Personal information
- Full name: Ernest Wilfred Schunke
- Born: 26 October 1882 Carlton, Victoria
- Died: 6 November 1922 (aged 40) South Melbourne, Victoria
- Original team: Carlton Districts
- Height: 169 cm (5 ft 7 in)
- Position: Wing

Playing career^{1}
- Years: Club / Games (Goals)
- 1909: Richmond / 6 (0)
- ^{1} Playing statistics correct to the end of 1909.

= Ernie Schunke =

Australian rules footballer

Ernest Wilfred Schunke (26 October 1882 – 6 November 1922) was an Australian rules footballer who played with Richmond in the Victorian Football League (VFL).

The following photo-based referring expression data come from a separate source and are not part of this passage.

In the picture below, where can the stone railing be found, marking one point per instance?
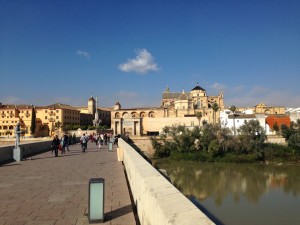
(28, 149)
(156, 199)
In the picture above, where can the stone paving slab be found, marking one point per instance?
(48, 190)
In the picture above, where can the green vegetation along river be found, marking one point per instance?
(248, 194)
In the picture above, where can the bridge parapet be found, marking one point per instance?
(156, 199)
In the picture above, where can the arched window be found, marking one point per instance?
(125, 115)
(133, 114)
(142, 114)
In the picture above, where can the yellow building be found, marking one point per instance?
(89, 113)
(23, 114)
(177, 108)
(45, 119)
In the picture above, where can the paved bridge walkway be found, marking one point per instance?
(46, 190)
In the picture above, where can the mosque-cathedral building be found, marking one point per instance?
(176, 108)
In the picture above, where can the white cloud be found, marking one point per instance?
(218, 87)
(143, 63)
(129, 99)
(83, 53)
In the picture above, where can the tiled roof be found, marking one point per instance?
(171, 95)
(183, 96)
(198, 88)
(242, 116)
(61, 106)
(23, 106)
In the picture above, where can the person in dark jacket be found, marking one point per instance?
(55, 144)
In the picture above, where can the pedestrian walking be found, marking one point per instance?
(74, 139)
(55, 145)
(65, 145)
(116, 140)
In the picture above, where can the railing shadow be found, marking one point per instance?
(118, 213)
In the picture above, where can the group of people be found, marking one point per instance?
(62, 143)
(100, 139)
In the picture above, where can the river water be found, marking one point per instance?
(235, 194)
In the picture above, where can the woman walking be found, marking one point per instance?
(55, 145)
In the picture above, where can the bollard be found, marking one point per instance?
(96, 200)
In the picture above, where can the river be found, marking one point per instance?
(235, 194)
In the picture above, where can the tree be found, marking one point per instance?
(199, 116)
(215, 108)
(251, 136)
(33, 121)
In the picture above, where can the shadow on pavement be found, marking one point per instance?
(118, 212)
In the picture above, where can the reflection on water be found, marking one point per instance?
(240, 193)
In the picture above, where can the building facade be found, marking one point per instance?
(177, 108)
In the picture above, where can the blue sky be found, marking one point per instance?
(130, 51)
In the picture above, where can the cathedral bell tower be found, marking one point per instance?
(91, 105)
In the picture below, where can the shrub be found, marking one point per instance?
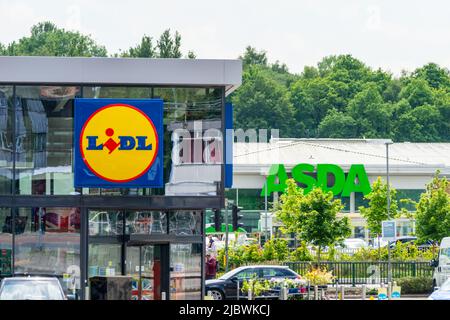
(252, 253)
(412, 285)
(275, 249)
(319, 277)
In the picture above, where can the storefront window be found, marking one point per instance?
(6, 139)
(250, 199)
(44, 133)
(5, 242)
(360, 201)
(192, 139)
(185, 223)
(47, 241)
(105, 223)
(407, 197)
(147, 222)
(185, 277)
(104, 260)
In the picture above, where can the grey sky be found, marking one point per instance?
(394, 35)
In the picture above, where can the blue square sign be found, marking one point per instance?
(119, 143)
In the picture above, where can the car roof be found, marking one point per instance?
(264, 266)
(30, 278)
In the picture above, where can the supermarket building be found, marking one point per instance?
(52, 225)
(411, 166)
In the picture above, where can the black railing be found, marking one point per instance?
(364, 272)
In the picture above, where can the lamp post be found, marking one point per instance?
(265, 210)
(388, 195)
(386, 142)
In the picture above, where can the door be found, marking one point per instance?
(147, 265)
(240, 277)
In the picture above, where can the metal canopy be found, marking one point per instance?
(123, 71)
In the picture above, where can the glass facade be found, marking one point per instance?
(186, 264)
(6, 139)
(48, 227)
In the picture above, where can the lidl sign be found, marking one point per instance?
(356, 179)
(118, 143)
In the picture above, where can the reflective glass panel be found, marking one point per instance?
(47, 241)
(5, 242)
(6, 139)
(185, 223)
(44, 133)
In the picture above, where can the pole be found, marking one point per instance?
(389, 211)
(226, 235)
(265, 209)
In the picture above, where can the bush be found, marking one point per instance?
(412, 285)
(275, 249)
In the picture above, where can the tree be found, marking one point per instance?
(371, 113)
(167, 46)
(312, 217)
(435, 76)
(338, 125)
(377, 212)
(417, 92)
(47, 39)
(253, 57)
(262, 103)
(420, 124)
(433, 211)
(143, 50)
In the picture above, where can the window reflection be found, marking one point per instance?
(185, 274)
(147, 222)
(184, 223)
(5, 243)
(44, 133)
(105, 223)
(47, 241)
(6, 139)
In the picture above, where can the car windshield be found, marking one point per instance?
(446, 285)
(31, 290)
(229, 274)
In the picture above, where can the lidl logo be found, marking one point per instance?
(118, 143)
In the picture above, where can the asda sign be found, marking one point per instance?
(355, 181)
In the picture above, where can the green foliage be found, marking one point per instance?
(341, 97)
(376, 212)
(433, 211)
(312, 217)
(257, 286)
(275, 249)
(267, 105)
(47, 39)
(167, 46)
(301, 253)
(415, 285)
(252, 253)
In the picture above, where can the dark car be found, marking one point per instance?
(411, 239)
(226, 286)
(31, 288)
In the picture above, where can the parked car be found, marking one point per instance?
(442, 263)
(442, 292)
(31, 288)
(354, 243)
(225, 287)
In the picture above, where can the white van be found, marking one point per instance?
(442, 264)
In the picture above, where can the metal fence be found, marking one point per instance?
(365, 272)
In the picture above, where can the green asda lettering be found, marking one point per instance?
(356, 180)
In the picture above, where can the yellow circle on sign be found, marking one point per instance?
(119, 143)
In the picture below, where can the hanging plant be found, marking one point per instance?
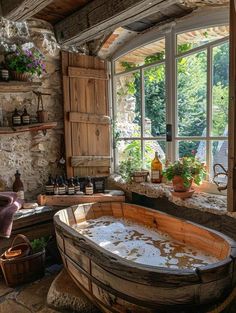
(24, 60)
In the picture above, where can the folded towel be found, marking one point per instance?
(9, 204)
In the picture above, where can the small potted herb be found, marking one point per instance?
(185, 171)
(24, 63)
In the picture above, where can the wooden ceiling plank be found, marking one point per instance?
(20, 10)
(99, 16)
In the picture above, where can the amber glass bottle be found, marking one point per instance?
(18, 186)
(49, 187)
(16, 118)
(89, 187)
(156, 170)
(71, 187)
(25, 118)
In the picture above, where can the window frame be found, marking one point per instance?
(196, 20)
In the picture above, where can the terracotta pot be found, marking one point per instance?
(21, 76)
(178, 184)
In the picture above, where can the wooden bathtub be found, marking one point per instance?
(115, 284)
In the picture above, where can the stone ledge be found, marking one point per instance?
(64, 294)
(201, 201)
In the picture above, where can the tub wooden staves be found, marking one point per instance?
(116, 284)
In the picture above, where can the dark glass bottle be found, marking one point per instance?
(18, 186)
(49, 187)
(71, 187)
(65, 182)
(25, 118)
(62, 187)
(16, 118)
(77, 185)
(89, 187)
(56, 187)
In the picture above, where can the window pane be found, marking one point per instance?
(192, 94)
(220, 90)
(148, 54)
(129, 156)
(151, 146)
(155, 101)
(128, 106)
(190, 148)
(199, 37)
(219, 155)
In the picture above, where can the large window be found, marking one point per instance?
(184, 84)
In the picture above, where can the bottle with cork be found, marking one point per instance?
(18, 186)
(156, 170)
(71, 187)
(25, 118)
(89, 187)
(49, 187)
(16, 118)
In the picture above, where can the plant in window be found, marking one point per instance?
(25, 61)
(185, 171)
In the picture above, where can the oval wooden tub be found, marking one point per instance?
(115, 284)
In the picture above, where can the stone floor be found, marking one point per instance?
(29, 298)
(32, 298)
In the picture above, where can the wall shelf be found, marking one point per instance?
(31, 127)
(18, 86)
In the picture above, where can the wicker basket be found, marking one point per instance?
(22, 270)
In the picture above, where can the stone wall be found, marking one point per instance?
(32, 153)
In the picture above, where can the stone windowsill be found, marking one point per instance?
(206, 202)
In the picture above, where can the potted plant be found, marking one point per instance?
(24, 63)
(185, 171)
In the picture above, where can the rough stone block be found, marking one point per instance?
(64, 294)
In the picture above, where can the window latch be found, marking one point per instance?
(168, 132)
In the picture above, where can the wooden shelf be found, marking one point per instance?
(31, 127)
(68, 200)
(18, 86)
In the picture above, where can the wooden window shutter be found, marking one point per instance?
(86, 115)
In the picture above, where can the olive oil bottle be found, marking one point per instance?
(156, 170)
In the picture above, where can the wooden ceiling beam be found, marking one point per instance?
(100, 16)
(20, 10)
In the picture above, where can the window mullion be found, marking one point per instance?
(170, 92)
(142, 113)
(209, 107)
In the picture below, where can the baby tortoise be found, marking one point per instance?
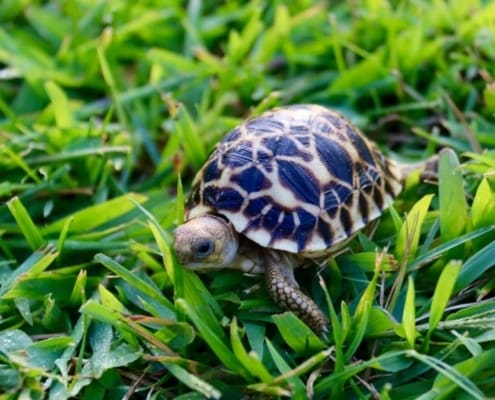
(294, 184)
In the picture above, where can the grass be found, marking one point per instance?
(108, 108)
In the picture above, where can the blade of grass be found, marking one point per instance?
(26, 224)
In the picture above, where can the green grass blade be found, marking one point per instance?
(31, 267)
(60, 103)
(475, 266)
(250, 361)
(296, 333)
(452, 199)
(90, 218)
(408, 239)
(215, 343)
(135, 281)
(442, 293)
(438, 251)
(26, 224)
(409, 315)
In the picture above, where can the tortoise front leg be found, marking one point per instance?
(284, 291)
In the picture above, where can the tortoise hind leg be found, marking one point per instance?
(283, 289)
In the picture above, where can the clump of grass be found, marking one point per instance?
(103, 106)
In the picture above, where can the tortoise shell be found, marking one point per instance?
(299, 178)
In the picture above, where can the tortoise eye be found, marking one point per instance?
(203, 248)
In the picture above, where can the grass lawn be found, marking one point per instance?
(107, 109)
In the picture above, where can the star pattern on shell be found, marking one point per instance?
(299, 178)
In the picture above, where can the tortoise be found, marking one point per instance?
(290, 186)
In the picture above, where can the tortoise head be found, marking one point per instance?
(206, 243)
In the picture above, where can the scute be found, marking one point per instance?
(299, 178)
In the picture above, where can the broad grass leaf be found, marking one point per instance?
(281, 364)
(483, 210)
(452, 199)
(380, 322)
(408, 239)
(475, 266)
(91, 217)
(459, 377)
(60, 104)
(137, 282)
(250, 361)
(436, 252)
(442, 293)
(193, 382)
(30, 268)
(26, 224)
(409, 314)
(215, 342)
(297, 334)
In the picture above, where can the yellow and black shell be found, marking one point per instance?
(300, 178)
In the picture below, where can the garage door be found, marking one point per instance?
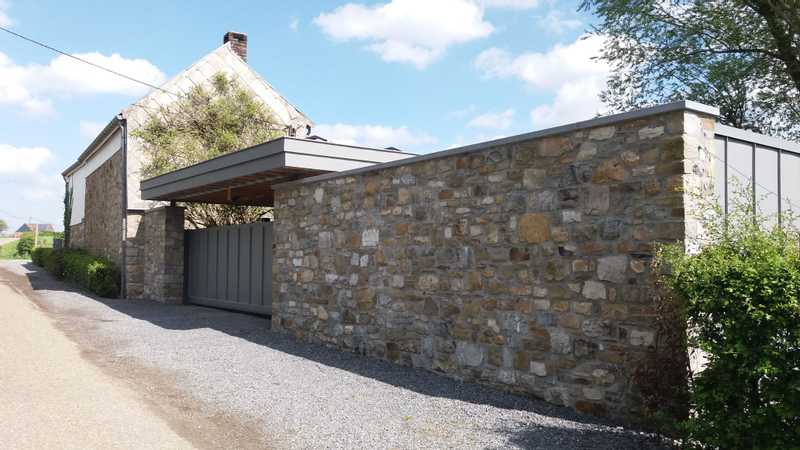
(231, 267)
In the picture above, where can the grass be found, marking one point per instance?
(9, 250)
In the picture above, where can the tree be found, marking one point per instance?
(25, 246)
(201, 124)
(740, 55)
(740, 297)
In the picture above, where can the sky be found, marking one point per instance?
(419, 75)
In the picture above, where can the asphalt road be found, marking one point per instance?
(223, 380)
(51, 397)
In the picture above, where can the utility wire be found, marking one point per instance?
(51, 48)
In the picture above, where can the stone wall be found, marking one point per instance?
(523, 266)
(103, 211)
(134, 255)
(163, 254)
(77, 236)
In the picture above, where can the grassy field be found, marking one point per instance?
(8, 250)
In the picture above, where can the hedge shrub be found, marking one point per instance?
(25, 246)
(742, 306)
(93, 273)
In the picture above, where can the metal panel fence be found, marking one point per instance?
(769, 166)
(231, 267)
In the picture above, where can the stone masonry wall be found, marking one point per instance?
(103, 216)
(134, 255)
(523, 266)
(77, 236)
(163, 254)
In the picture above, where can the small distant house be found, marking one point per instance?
(32, 228)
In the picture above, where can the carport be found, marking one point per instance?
(231, 267)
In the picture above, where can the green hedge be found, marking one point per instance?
(93, 273)
(742, 305)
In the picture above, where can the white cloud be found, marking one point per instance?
(463, 112)
(89, 129)
(407, 31)
(569, 72)
(495, 121)
(5, 21)
(574, 101)
(30, 185)
(378, 136)
(510, 4)
(32, 86)
(22, 160)
(555, 22)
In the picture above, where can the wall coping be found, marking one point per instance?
(683, 105)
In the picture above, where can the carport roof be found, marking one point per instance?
(246, 177)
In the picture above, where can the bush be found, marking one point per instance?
(50, 259)
(39, 255)
(742, 306)
(95, 274)
(25, 246)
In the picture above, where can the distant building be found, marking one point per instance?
(33, 227)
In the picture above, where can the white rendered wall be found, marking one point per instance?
(77, 180)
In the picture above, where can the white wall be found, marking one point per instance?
(77, 180)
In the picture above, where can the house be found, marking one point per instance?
(521, 262)
(108, 210)
(33, 228)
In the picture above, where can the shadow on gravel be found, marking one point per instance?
(256, 330)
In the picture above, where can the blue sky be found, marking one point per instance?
(419, 75)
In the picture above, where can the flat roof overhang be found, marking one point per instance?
(246, 177)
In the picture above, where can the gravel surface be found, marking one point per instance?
(307, 396)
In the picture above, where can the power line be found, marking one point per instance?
(119, 74)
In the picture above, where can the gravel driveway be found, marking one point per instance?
(299, 395)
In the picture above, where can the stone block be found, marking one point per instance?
(534, 228)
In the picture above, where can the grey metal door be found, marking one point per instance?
(230, 267)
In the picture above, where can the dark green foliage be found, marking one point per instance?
(50, 259)
(25, 246)
(742, 305)
(95, 274)
(740, 55)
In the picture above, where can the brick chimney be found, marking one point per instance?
(238, 43)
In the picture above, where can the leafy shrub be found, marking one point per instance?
(50, 259)
(741, 294)
(95, 274)
(39, 255)
(25, 246)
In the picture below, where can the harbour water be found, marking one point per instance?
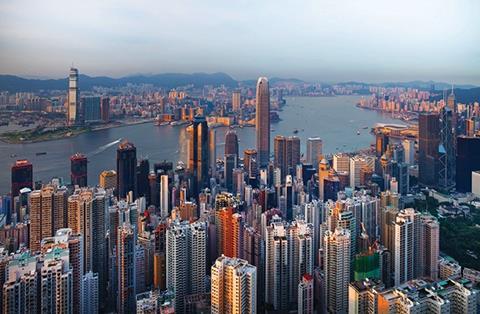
(335, 119)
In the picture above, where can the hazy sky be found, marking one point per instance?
(321, 40)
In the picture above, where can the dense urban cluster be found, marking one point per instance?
(263, 230)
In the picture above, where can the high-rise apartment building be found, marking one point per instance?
(468, 160)
(108, 179)
(305, 295)
(428, 141)
(262, 122)
(126, 277)
(78, 170)
(231, 143)
(236, 101)
(73, 109)
(22, 176)
(234, 286)
(198, 153)
(186, 260)
(126, 169)
(337, 269)
(314, 150)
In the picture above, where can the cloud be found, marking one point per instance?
(317, 40)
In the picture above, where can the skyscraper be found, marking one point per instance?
(286, 153)
(22, 176)
(468, 160)
(186, 260)
(234, 286)
(73, 98)
(105, 109)
(262, 122)
(126, 169)
(428, 141)
(78, 170)
(231, 143)
(337, 269)
(198, 153)
(236, 101)
(91, 107)
(314, 150)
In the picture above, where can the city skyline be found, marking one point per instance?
(370, 41)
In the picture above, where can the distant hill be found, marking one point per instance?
(14, 83)
(464, 96)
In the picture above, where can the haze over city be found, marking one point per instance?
(327, 41)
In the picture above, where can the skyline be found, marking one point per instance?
(343, 41)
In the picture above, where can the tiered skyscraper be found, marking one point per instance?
(262, 122)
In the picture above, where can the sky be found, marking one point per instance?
(314, 40)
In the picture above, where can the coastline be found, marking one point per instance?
(112, 125)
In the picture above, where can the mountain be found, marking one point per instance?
(464, 96)
(14, 83)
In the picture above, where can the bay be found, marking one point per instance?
(335, 119)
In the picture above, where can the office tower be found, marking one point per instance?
(90, 293)
(262, 122)
(91, 107)
(105, 109)
(231, 143)
(126, 169)
(356, 164)
(341, 163)
(286, 153)
(452, 106)
(198, 153)
(305, 295)
(429, 246)
(20, 290)
(314, 150)
(126, 268)
(230, 163)
(428, 141)
(212, 151)
(337, 269)
(143, 170)
(323, 172)
(108, 179)
(22, 176)
(468, 160)
(60, 213)
(446, 153)
(78, 170)
(73, 111)
(381, 144)
(409, 151)
(234, 286)
(236, 101)
(250, 164)
(229, 226)
(470, 128)
(164, 197)
(41, 210)
(186, 260)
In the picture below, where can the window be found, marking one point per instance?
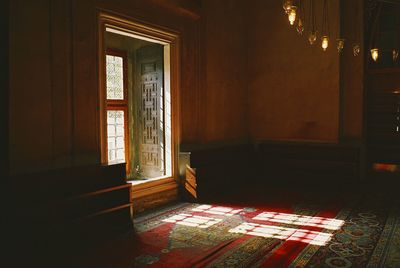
(117, 107)
(139, 104)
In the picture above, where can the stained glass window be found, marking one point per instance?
(115, 77)
(116, 136)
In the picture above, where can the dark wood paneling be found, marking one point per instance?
(86, 147)
(56, 211)
(232, 169)
(309, 164)
(61, 80)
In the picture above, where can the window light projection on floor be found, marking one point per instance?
(326, 223)
(283, 233)
(217, 210)
(192, 220)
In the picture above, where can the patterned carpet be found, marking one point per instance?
(358, 234)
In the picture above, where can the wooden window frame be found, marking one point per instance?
(171, 40)
(119, 105)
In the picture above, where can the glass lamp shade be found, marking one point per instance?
(287, 5)
(375, 54)
(325, 42)
(292, 15)
(340, 44)
(312, 38)
(356, 50)
(300, 27)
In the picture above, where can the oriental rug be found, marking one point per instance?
(361, 234)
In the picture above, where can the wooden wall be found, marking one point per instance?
(352, 71)
(54, 113)
(293, 87)
(245, 74)
(225, 73)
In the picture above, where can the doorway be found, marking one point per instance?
(138, 98)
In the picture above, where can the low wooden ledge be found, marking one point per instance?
(141, 189)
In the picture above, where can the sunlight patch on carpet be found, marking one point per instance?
(192, 220)
(283, 233)
(303, 220)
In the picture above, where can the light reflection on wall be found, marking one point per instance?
(216, 210)
(284, 233)
(192, 220)
(326, 223)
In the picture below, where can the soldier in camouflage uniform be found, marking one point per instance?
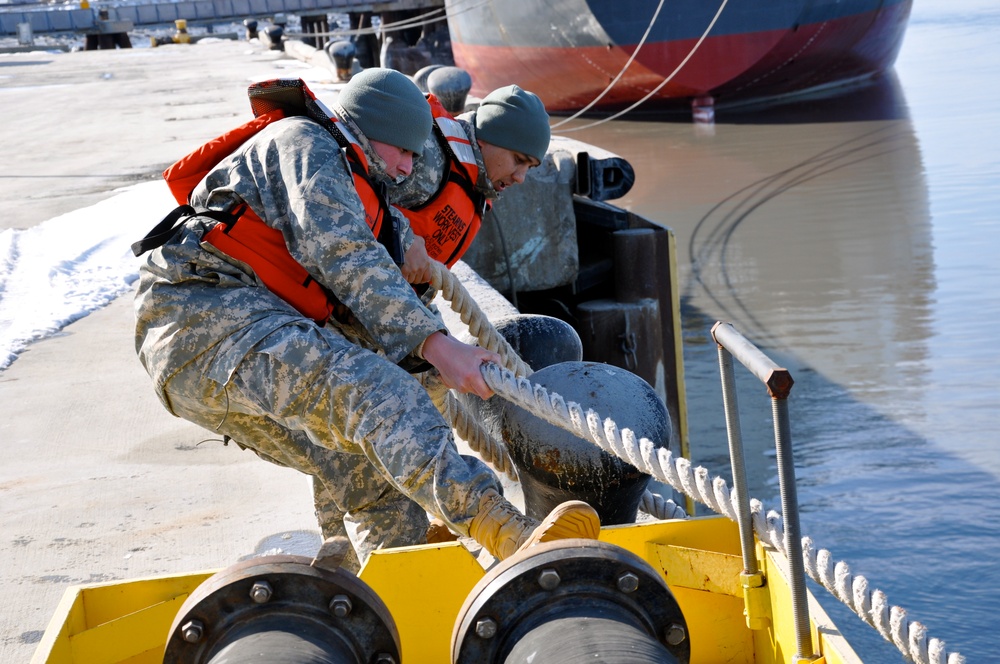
(508, 133)
(330, 400)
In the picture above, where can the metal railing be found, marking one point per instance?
(779, 384)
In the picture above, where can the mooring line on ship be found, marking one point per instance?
(890, 621)
(659, 87)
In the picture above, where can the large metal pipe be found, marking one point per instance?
(283, 610)
(571, 602)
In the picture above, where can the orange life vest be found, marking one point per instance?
(242, 234)
(450, 219)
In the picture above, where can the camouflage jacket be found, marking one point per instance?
(192, 299)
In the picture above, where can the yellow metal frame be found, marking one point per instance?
(424, 588)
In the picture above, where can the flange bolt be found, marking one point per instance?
(261, 592)
(341, 606)
(486, 628)
(192, 631)
(548, 579)
(628, 582)
(676, 634)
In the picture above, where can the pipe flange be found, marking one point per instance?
(567, 580)
(283, 594)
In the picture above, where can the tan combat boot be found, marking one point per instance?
(504, 531)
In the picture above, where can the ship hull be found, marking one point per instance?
(569, 52)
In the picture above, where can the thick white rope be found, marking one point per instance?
(481, 441)
(909, 637)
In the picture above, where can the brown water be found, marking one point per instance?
(854, 240)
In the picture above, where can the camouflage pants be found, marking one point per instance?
(380, 453)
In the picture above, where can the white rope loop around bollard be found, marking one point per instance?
(510, 382)
(910, 638)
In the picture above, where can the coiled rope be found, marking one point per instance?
(468, 428)
(909, 637)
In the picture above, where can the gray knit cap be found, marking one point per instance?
(388, 107)
(514, 119)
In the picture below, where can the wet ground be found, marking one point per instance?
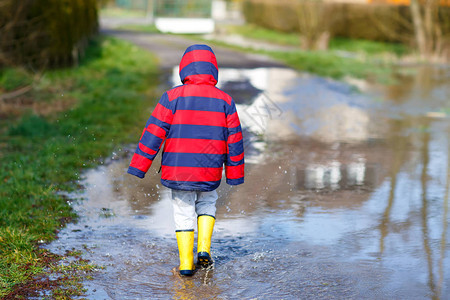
(346, 197)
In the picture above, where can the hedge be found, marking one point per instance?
(45, 33)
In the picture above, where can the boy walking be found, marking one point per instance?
(202, 132)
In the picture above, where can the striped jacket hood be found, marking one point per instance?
(199, 127)
(199, 66)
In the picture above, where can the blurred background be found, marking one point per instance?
(346, 116)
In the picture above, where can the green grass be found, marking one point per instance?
(336, 44)
(267, 35)
(331, 65)
(117, 12)
(43, 155)
(150, 28)
(13, 78)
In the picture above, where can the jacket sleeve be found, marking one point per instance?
(234, 164)
(152, 138)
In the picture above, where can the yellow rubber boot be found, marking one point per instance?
(205, 229)
(185, 240)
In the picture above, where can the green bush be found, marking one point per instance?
(377, 22)
(45, 33)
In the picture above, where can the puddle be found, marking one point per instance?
(346, 196)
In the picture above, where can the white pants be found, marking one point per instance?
(187, 205)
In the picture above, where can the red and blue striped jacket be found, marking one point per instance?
(200, 127)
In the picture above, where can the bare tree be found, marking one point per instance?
(314, 20)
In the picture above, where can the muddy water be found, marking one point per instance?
(346, 196)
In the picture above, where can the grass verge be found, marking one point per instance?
(336, 44)
(43, 151)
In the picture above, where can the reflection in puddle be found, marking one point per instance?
(345, 197)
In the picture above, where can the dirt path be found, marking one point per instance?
(170, 48)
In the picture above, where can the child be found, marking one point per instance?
(201, 130)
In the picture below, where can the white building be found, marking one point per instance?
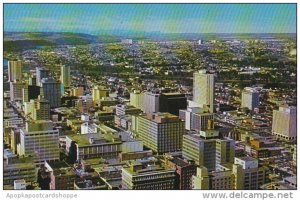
(14, 70)
(203, 89)
(16, 93)
(20, 184)
(65, 75)
(39, 140)
(137, 99)
(284, 125)
(87, 128)
(151, 102)
(11, 122)
(250, 98)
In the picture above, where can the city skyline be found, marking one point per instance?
(146, 18)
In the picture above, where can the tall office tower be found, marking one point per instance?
(196, 118)
(161, 132)
(203, 89)
(184, 172)
(137, 99)
(65, 75)
(40, 74)
(30, 92)
(32, 80)
(251, 177)
(39, 140)
(250, 98)
(151, 177)
(77, 91)
(16, 91)
(41, 109)
(284, 125)
(172, 103)
(98, 92)
(151, 102)
(84, 103)
(207, 149)
(51, 91)
(14, 71)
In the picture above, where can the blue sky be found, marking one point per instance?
(165, 18)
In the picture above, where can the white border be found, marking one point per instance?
(144, 195)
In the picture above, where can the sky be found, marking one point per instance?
(164, 18)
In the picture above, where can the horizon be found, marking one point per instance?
(101, 19)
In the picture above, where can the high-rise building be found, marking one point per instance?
(172, 103)
(20, 184)
(14, 70)
(98, 92)
(77, 91)
(39, 140)
(250, 98)
(84, 103)
(161, 132)
(151, 102)
(65, 75)
(41, 110)
(51, 91)
(32, 80)
(16, 93)
(154, 177)
(208, 149)
(284, 125)
(203, 89)
(251, 177)
(30, 92)
(196, 118)
(184, 172)
(137, 99)
(40, 74)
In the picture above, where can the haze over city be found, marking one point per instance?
(150, 97)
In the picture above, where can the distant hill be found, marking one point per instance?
(14, 41)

He has the unusual distinction of having been a VFL umpire, before his VFL playing career.

==Family==
The son of August Henry Schunke (1850–1928), a butcher, and Elizabeth Schunke, née Coleman, Ernest grew up with three siblings, Charles Henry Schunke (1879–1924) who played for Carlton, Edwin James (1887–1974), and Rose Elizabeth Langstreth (1885–1940), née Schunke.

He married Helena Francesca "Nellie" Spackman in 1913. They had two children: Joy and Ivy.

==Football==
===Umpire===
Schunke was a boundary umpire for 11 games in the 1904 VFL season. It was the year that the VFL introduced boundary umpires.

===Richmond===
Recruited by Richmond from Carlton Districts, he played in the final six rounds of the 1909 VFL season.

==Death==
He was killed almost instantaneously in a work accident at the James Moore and Son's timber yards in South Melbourne on 6 November 1922, when a cutting knife from a shaping machine, which had come loose, flew through the air and struck him just above the heart.